He scored a magnificent own goal, when he fired an ill-judged shot at Labour for issuing 118 permits for mining within the conservation estate, and another 100 for land overlapping onto, or directly adjacent to it. Finally, his long-awaited but well-leaked discussion document revealed that Schedule 4 protection provides for a significant amount of mineral exploration and development.

Brownlee’s prospects for getting a non-emotive, intellectual debate about mining would have been better if he had started where his discussion document ends: with a plan to get some facts about New Zealand’s onshore mineral resource through a $4 million research and investigation programme using “low impact techniques such as airborne geophysical exploration, mapping and sampling by mainly hand-held methods.”

Instead, Mr “Sexy Coal” is picking himself up, dusting himself off, and starting all over again – offshore.

It was just Brownlee’s luck that he landed a taker for rights to carry out deep water petroleum exploration in the Raukumara Basin as the world’s largest oil spill started slurping ashore along the Gulf of Mexico from the ruins of BP’s Deepwater Horizon drilling platform.

His announcement last week simply welcomed the interest shown by Brazil’s home-grown oil giant Petrobras.

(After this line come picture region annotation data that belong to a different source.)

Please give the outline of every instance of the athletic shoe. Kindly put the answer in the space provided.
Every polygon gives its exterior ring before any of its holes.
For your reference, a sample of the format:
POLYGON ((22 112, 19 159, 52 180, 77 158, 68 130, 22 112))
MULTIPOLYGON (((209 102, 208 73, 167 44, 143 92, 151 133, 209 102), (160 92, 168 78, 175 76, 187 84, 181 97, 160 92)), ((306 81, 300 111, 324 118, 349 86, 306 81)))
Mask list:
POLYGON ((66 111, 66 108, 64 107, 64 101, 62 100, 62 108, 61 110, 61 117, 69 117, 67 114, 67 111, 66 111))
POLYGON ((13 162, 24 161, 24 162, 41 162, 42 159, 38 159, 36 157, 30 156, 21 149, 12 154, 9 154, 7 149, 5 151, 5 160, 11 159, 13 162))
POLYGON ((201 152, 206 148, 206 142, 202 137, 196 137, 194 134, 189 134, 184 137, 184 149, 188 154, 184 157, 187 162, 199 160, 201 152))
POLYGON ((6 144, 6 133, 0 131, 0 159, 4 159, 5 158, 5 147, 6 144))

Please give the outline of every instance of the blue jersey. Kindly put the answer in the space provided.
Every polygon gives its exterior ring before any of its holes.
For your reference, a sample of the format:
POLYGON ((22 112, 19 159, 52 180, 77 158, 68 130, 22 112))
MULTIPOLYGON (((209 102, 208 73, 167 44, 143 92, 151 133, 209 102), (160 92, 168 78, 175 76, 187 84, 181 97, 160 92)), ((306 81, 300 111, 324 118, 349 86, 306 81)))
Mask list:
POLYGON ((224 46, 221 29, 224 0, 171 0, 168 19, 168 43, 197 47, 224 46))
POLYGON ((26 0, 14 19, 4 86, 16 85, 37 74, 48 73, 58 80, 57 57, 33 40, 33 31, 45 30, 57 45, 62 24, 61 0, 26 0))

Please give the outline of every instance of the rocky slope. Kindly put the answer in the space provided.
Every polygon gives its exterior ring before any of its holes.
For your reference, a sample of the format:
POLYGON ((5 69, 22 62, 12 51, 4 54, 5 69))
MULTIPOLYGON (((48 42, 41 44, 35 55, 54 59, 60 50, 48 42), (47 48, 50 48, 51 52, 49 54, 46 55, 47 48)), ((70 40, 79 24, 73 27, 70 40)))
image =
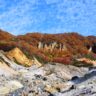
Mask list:
MULTIPOLYGON (((74 56, 96 53, 96 37, 84 37, 77 33, 41 34, 28 33, 13 36, 0 30, 0 50, 20 48, 29 58, 37 57, 41 62, 72 63, 74 56)), ((96 56, 95 56, 96 59, 96 56)))
POLYGON ((48 63, 41 67, 36 64, 31 67, 21 65, 0 51, 0 96, 96 95, 95 67, 58 63, 48 63))

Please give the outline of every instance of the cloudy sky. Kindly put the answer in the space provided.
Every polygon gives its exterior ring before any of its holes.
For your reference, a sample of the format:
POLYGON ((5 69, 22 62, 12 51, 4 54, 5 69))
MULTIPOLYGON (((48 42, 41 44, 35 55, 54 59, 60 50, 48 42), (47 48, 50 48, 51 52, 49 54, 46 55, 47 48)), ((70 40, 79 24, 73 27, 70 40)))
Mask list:
POLYGON ((96 35, 96 0, 0 0, 0 29, 96 35))

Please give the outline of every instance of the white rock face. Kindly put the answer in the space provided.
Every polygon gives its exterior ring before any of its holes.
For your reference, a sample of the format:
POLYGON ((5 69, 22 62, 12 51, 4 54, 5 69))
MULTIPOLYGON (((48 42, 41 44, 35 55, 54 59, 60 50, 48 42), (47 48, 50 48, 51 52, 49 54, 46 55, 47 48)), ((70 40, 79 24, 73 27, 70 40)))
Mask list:
POLYGON ((6 95, 96 96, 96 69, 58 63, 26 68, 0 52, 0 96, 6 95))

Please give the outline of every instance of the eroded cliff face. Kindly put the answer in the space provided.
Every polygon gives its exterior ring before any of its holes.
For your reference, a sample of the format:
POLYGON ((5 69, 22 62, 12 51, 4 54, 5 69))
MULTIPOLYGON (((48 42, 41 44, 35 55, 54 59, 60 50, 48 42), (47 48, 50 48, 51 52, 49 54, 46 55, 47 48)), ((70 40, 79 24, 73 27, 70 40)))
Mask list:
MULTIPOLYGON (((94 54, 94 52, 90 51, 86 46, 90 46, 96 42, 96 38, 90 38, 77 33, 28 33, 13 36, 7 32, 0 31, 0 49, 10 51, 18 47, 29 58, 36 56, 39 57, 41 61, 64 63, 66 57, 72 58, 74 55, 83 56, 88 53, 94 54), (59 62, 61 59, 62 62, 59 62)), ((70 61, 70 58, 67 58, 69 59, 68 61, 70 61)), ((69 63, 71 62, 68 62, 68 64, 69 63)))
POLYGON ((38 42, 38 49, 44 49, 46 51, 53 51, 55 49, 59 51, 67 51, 67 47, 65 44, 62 43, 57 43, 57 42, 49 42, 49 43, 44 43, 44 42, 38 42))

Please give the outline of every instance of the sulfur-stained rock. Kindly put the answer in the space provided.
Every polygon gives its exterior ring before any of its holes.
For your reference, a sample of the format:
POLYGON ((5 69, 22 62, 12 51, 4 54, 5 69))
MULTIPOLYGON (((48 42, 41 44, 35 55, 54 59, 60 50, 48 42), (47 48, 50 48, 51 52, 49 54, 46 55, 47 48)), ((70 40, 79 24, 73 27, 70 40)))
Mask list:
POLYGON ((23 66, 31 66, 32 60, 28 59, 25 54, 19 49, 14 48, 13 50, 6 53, 7 57, 23 66))

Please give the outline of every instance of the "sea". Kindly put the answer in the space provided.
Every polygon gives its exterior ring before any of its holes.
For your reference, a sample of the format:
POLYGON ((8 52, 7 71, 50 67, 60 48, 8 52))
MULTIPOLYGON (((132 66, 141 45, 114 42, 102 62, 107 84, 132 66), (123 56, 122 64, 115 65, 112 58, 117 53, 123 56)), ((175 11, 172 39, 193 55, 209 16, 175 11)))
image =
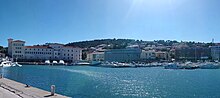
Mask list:
POLYGON ((23 65, 4 77, 72 98, 220 98, 220 69, 23 65))

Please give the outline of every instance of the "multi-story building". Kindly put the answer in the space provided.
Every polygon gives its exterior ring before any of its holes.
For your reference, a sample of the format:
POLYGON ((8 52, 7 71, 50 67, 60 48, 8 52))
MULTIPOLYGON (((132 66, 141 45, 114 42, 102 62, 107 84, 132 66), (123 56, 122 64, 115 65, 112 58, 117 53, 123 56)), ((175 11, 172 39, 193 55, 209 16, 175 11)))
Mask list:
POLYGON ((142 50, 140 59, 141 60, 154 60, 156 58, 155 51, 153 50, 142 50))
POLYGON ((213 60, 220 60, 220 46, 211 46, 211 56, 213 60))
POLYGON ((155 52, 155 56, 156 56, 156 59, 159 59, 159 60, 169 60, 168 52, 157 51, 155 52))
POLYGON ((88 61, 104 61, 105 52, 92 52, 87 54, 88 61))
POLYGON ((176 60, 201 60, 211 57, 210 48, 206 47, 182 47, 175 49, 176 60))
POLYGON ((24 58, 24 41, 8 39, 8 55, 14 59, 24 58))
POLYGON ((105 51, 105 61, 132 62, 140 59, 141 49, 111 49, 105 51))
POLYGON ((64 60, 78 61, 82 58, 82 49, 51 43, 46 45, 25 46, 25 41, 8 40, 8 54, 13 59, 23 61, 64 60))

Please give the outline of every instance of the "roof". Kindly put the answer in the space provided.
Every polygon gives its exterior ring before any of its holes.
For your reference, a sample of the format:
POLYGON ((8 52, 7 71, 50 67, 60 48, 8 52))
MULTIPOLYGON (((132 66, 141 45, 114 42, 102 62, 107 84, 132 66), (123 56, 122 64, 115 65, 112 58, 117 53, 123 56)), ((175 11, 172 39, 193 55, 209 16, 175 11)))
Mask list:
POLYGON ((52 49, 48 46, 25 46, 25 48, 41 48, 41 49, 52 49))
POLYGON ((74 46, 63 46, 64 48, 79 48, 81 49, 80 47, 74 47, 74 46))
POLYGON ((25 41, 22 41, 22 40, 15 40, 13 42, 25 42, 25 41))

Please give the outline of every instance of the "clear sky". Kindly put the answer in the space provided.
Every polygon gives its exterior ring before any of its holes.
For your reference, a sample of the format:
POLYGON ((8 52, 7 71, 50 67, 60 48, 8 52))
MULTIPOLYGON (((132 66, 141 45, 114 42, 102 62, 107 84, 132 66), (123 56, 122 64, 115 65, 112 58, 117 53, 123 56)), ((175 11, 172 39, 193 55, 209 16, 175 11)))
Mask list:
POLYGON ((220 41, 220 0, 0 0, 0 45, 103 38, 220 41))

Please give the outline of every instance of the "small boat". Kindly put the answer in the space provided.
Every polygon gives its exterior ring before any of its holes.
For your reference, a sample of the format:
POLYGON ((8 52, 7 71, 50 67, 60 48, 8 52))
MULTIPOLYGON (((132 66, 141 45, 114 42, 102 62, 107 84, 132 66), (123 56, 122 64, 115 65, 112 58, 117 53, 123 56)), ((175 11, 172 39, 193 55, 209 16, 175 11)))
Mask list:
POLYGON ((46 61, 45 61, 45 64, 46 64, 46 65, 50 65, 50 60, 46 60, 46 61))
POLYGON ((220 66, 218 63, 207 62, 207 63, 201 64, 200 68, 201 69, 219 69, 220 66))
POLYGON ((164 66, 165 69, 182 69, 182 67, 176 63, 170 63, 164 66))
POLYGON ((18 64, 18 62, 15 62, 13 63, 14 66, 18 66, 18 67, 21 67, 22 65, 21 64, 18 64))
POLYGON ((11 67, 12 66, 12 62, 11 61, 3 61, 1 63, 2 67, 11 67))
POLYGON ((65 62, 64 62, 63 60, 60 60, 60 61, 59 61, 59 64, 65 65, 65 62))
POLYGON ((56 65, 56 64, 58 64, 58 62, 57 62, 57 61, 53 61, 52 64, 55 64, 55 65, 56 65))

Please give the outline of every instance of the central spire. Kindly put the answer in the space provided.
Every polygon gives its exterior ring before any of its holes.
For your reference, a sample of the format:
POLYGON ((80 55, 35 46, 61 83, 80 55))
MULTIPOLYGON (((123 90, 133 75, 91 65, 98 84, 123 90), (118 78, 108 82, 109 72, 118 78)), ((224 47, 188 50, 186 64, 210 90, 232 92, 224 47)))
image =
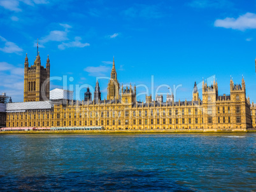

It made no reference to the Gulf disaster or the fact that his Ministry was simultaneously calling in external consultants to help with a review of New Zealand’s health, safety and environmental legislation, institutional capabilities and practices covering offshore petroleum exploration “to ensure that they are fit for purpose and compare favourably to international best practice.” The Prime Minister was left to pick up the ball and cover that point later in the day.

The review is going to show New Zealand has extremely limited control over off-shore mineral exploration and exploitation practices, particularly beyond 12 nautical miles offshore in New Zealand’s vast exclusive economic zone, where most of our offshore petroleum industry activity is now concentrating.

According to the Ministry for the Environment, New Zealand has no legislation covering the EEZ that requires environmental impact assessments before mining permits are issued or that governs the effects of seismic surveys, exploratory drilling, seabed mining, oil spill management, or on insurance and ownership of liabilities.

Closer to the shoreline, regulatory and protective functions are split between a mishmash of central government agencies and regional councils.

Maritime New Zealand is currently the core regulator of off-shore petroleum installations. Last week, MNZ environmental analyst Alison Lane said regulations in New Zealand require offshore rig operators to prove they have adequate emergency procedures in place during annual audits, but the rules do not specify what systems are necessary.

Maritime New Zealand has just $12 million worth of oil spill recovery equipment and dispersing chemicals scattered in 20 locations around the country, and three 8.2 metre transportable oil recovery vessels – hardly enough to cope with crude oil spewing out of a single malfunctioning deep water wellhead at a rate of up to 3 million litres a day.

As we can now see on a daily basis, deep water drilling is a risky business. New Zealand needs to do more than chant “drill, baby, drill” and count on Brownlee’s Luck.